08 Feb 2021 | 17:49 UTC — Pittsburgh

US market mulls impact of China's return as ferrous scrap importer

Highlights

China expected to grow as steel scrap importer through 2021

China's reentry expected to bolster steel scrap market

Pittsburgh — The impact of China's return as a scrap importer is expected to ripple throughout the global ferrous scrap and steel industry, and US sources are discussing what the ramifications will be domestically.

China made it's much-anticipated return to the global scrap market in early 2021 with a reclassification of the raw material for import and the first ferrous scrap import deal into China in nearly 20 months coming in the form of a nominal cargo sourced from Japan.

The US hasn't exported a significant cargo of shredded scrap to China since April 2018 when 25,000 mt and 23,100 mt left from the ports of Seattle and San Francisco, respectively.

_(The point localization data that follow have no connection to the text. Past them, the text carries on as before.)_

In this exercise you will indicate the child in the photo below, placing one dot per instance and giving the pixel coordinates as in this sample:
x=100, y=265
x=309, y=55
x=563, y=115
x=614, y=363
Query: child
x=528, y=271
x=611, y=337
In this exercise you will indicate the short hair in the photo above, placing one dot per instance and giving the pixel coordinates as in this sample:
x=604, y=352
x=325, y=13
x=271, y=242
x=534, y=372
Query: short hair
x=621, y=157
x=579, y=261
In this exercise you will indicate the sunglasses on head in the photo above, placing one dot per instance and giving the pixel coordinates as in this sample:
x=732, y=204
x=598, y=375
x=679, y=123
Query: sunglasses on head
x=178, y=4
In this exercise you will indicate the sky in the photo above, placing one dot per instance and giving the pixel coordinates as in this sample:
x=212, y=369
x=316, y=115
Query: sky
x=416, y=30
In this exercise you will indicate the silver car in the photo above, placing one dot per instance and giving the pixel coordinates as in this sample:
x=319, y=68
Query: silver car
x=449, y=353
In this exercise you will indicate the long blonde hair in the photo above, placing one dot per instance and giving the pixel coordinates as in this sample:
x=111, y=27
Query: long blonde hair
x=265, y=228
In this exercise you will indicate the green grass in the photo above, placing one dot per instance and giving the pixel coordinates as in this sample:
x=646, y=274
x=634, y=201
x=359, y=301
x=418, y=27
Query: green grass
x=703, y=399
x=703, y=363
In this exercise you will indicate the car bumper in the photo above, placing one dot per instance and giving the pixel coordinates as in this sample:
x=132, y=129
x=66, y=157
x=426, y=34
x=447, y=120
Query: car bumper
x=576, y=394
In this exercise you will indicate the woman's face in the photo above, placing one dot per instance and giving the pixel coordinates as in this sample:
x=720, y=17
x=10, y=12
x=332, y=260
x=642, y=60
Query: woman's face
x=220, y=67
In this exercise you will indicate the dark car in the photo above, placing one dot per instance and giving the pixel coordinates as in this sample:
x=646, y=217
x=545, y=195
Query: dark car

In recent weeks, there were already reports of a bulk shredded scrap cargo purchased and bound for China from the US West Coast. Although heard by many, market chatter about the transaction remained unconfirmed. Even still, domestic scrap buyers are wary of the new market participant even though some cause for concern still remains for exporters looking to ship to the country.

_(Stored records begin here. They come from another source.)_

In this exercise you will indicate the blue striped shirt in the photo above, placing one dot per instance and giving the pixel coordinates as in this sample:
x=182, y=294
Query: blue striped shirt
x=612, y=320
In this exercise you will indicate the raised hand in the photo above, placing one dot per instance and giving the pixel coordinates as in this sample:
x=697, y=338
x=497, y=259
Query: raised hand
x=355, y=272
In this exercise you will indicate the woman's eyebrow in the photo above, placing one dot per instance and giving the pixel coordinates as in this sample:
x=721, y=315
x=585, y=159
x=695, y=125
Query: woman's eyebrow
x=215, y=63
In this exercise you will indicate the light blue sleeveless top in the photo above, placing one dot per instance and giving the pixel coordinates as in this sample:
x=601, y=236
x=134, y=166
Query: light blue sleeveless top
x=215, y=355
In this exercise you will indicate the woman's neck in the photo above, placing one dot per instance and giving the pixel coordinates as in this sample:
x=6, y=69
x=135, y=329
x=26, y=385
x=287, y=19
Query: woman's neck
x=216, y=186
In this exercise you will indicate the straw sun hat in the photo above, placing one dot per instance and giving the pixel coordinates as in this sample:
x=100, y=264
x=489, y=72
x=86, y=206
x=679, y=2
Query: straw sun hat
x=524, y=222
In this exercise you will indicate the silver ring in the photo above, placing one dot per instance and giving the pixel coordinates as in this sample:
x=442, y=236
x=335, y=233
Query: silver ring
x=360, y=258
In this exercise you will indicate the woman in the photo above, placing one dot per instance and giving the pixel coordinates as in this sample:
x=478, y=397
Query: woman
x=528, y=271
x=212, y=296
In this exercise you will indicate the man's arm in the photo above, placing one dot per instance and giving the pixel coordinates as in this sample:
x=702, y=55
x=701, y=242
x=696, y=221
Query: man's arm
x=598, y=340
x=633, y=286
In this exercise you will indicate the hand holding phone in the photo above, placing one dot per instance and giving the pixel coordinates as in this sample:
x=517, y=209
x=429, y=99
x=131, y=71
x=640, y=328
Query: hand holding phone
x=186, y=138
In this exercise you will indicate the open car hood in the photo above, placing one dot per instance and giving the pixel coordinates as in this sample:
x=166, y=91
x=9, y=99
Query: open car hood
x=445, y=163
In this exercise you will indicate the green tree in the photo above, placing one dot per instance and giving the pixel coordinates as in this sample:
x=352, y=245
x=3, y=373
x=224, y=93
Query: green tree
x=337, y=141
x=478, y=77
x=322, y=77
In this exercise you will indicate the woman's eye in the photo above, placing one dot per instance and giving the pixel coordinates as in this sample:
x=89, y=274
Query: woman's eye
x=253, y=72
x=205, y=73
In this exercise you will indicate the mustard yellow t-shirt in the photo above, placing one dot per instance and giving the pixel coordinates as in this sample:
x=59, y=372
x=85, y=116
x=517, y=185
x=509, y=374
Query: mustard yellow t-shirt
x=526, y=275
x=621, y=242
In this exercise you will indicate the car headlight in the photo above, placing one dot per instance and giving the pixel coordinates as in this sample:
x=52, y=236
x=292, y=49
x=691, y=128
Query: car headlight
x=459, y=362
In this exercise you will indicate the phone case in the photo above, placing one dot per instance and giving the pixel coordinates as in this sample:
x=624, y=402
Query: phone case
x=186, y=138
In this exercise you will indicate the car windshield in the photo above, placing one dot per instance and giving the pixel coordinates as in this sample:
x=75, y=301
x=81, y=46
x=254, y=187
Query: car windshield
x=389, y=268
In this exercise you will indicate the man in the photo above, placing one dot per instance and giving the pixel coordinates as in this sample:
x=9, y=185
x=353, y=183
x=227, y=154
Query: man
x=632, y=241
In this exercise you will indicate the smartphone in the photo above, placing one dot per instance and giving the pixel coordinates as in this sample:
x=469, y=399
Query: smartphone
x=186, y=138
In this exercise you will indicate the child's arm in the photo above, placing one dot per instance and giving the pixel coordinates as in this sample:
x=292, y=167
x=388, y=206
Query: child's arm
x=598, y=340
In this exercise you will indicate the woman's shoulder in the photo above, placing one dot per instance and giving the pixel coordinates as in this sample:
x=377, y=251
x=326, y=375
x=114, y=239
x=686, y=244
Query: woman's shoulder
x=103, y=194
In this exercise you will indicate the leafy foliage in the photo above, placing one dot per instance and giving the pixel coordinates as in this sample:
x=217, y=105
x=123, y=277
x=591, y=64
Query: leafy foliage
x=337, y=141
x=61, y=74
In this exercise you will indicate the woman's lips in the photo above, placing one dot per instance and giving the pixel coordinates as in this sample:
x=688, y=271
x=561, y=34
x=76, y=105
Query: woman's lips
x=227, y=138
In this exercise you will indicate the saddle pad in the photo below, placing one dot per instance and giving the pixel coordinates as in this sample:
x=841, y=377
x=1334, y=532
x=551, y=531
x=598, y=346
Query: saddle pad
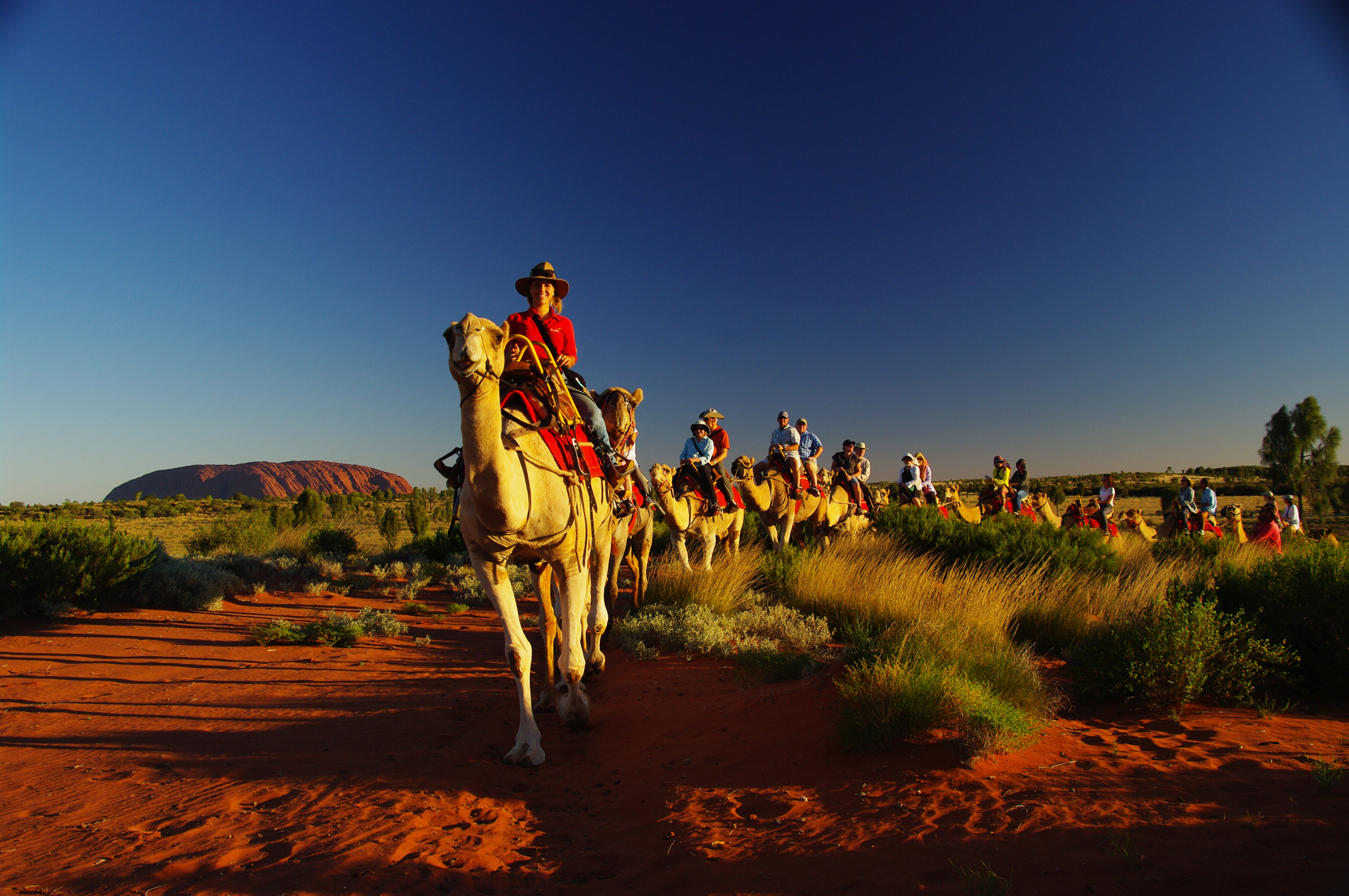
x=532, y=409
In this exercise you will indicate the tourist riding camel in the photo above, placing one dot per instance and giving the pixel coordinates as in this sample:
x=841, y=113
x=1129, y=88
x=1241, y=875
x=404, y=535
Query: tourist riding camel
x=811, y=448
x=1018, y=482
x=722, y=447
x=698, y=458
x=552, y=335
x=784, y=446
x=521, y=502
x=926, y=478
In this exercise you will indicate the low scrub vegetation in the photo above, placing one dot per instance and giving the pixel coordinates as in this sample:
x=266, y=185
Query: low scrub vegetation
x=1180, y=648
x=46, y=564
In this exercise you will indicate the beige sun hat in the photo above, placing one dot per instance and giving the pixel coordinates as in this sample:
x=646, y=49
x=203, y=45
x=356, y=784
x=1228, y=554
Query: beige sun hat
x=543, y=272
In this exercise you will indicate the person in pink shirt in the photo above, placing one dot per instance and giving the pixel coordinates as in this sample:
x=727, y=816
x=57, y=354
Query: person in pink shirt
x=1267, y=531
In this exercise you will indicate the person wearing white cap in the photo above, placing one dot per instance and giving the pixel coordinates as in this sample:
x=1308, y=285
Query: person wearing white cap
x=789, y=443
x=1291, y=518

"The bulk shred deal was [untrue]," said one supplier. "There's only [four major West Coast exporters] and none of those four would gamble and be the first to do that. Nobody wants to be the guinea pig."

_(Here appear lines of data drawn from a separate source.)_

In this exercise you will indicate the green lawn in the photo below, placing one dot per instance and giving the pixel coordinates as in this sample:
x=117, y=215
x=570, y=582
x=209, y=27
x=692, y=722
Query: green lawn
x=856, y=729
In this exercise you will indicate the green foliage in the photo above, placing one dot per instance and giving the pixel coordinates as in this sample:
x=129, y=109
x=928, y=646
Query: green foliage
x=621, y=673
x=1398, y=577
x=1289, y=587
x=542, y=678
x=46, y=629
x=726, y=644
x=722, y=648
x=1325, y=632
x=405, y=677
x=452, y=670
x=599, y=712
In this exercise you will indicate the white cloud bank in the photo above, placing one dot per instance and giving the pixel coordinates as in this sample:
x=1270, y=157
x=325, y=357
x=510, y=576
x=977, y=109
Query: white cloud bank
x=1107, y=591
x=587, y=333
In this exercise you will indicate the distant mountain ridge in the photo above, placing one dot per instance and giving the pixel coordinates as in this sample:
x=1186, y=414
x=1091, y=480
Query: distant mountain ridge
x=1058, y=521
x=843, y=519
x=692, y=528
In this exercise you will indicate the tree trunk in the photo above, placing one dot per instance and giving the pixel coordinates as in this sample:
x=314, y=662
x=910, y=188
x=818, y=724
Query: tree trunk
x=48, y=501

"We're all talking about it; the consumers don't want to talk about another player in the mix," said a broker. "I think its going to make an impact, certainly on finished goods. If they're for real and they're going to start buying scrap I think it's going to be interesting. It's part of our mindset, we're definitely having those conversations and we're definitely seeing it as an impact item."

"I think it's going to be a very dynamic trading environment until things get settled on quality. I don' think guys are extremely comfortable with taking the quality risk into China right now," agreed a trader. He added that there are still other concerns about shipping to China as well. "You could be at risk of demurrage depending on what port your selling to, they may not have the exact equipment required, they may have congestion, etc. People are going to want to get comfortable and offset demurrage before they do that."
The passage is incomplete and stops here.